While T-Mobile is betting on NB-IoT to tap the promising IoT market, both Verizon and AT&T are pursuing LTE-M offerings to gain traction in the segment’s early days. AT&T in May announced the launch of its LTE-M network nationwide and said it planned to deploy LTE-M across Mexico by the end of last year, creating a an LTE-M footprint covering 400 million people. Verizon had unveiled the launch of its nationwide LTE Cat M1 network two months earlier.
None of those carriers is going all-in on one technology or the other, of course—T-Mobile said it expects to launch Cat-M nationwide after it lights up NB-IoT across the country by the middle of this year, and both Verizon and AT&T continue to tinker with NB-IoT—but the strategic differences are crystal clear.
And T-Mobile isn’t shy in discussing why it is betting heavily on NB-IoT.
“T-Mobile’s new NB-IoT plan lights up new capabilities to connect massive numbers of devices with small and steady streams of data at low cost,“ the operator said. “NB-IoT is much more affordable than Cat-M and is already the globally-preferred standard to power the rapidly expanding world of IoT applications. Because it can operate in guard bands—the network equivalent of driving down the shoulders on the highway—NB-IoT carries data with greater efficiency and performance and doesn’t compete with other data traffic for network resources.“
Meanwhile, a forecast released by Mobile Experts today predicted that NB-IoT will claim 57% of cellular IoT shipments by 2022 as demand for cheaper, lower-powered services and devices ramps up. And while 5G IoT offerings are likely to gain ground in some niche markets, the overall market for 5G IoT will remain small as the broader internet of things picks up steam.

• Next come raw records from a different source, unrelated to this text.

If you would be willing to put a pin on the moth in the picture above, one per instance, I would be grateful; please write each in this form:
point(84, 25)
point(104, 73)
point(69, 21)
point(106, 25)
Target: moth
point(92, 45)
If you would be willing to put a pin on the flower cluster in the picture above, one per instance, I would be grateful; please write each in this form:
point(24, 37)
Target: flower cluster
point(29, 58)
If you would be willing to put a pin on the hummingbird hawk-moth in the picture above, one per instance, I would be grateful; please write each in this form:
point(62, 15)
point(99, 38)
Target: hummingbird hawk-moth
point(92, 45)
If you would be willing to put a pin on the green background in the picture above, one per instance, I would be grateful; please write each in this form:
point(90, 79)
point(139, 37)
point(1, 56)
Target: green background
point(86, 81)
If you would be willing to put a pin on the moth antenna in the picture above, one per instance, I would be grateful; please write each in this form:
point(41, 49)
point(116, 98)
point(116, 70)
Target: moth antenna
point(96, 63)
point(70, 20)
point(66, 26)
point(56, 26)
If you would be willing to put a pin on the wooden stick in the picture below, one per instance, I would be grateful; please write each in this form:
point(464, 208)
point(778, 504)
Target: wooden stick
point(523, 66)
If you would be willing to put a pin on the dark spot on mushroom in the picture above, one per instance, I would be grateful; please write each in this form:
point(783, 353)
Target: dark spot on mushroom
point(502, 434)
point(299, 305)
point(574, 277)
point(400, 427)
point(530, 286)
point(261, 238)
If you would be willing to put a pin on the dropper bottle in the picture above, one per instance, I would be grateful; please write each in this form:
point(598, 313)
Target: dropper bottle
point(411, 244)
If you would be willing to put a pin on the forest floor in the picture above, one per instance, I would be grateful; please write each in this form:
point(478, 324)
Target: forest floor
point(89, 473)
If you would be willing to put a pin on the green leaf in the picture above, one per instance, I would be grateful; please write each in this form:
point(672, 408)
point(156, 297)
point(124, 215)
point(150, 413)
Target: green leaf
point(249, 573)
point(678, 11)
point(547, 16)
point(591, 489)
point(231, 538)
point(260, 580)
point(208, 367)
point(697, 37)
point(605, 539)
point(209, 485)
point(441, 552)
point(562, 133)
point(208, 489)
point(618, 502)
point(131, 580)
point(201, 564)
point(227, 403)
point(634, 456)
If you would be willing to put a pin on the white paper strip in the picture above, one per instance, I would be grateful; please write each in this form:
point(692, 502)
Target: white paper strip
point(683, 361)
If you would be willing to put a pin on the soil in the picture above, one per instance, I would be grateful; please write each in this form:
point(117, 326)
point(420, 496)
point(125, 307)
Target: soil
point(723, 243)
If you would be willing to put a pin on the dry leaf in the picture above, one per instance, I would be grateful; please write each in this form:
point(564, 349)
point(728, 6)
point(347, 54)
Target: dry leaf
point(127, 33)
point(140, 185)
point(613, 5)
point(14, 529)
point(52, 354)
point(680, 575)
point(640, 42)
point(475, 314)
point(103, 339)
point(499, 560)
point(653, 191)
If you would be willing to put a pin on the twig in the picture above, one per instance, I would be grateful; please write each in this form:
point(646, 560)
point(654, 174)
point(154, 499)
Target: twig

"Over the next few years, low-cost IoT devices will grow rapidly enough to drive an entirely new ecosystem of suppliers and devices," said chief analyst Joe Madden in a press release. "Connectivity will shift from GPRS or LTE Cat-4 to Cat-M or NB-IoT, with much longer battery life and more affordable devices. Our deep-dive research in key vertical markets has highlighted the specific business models and applications where the new C-IoT applications will grow."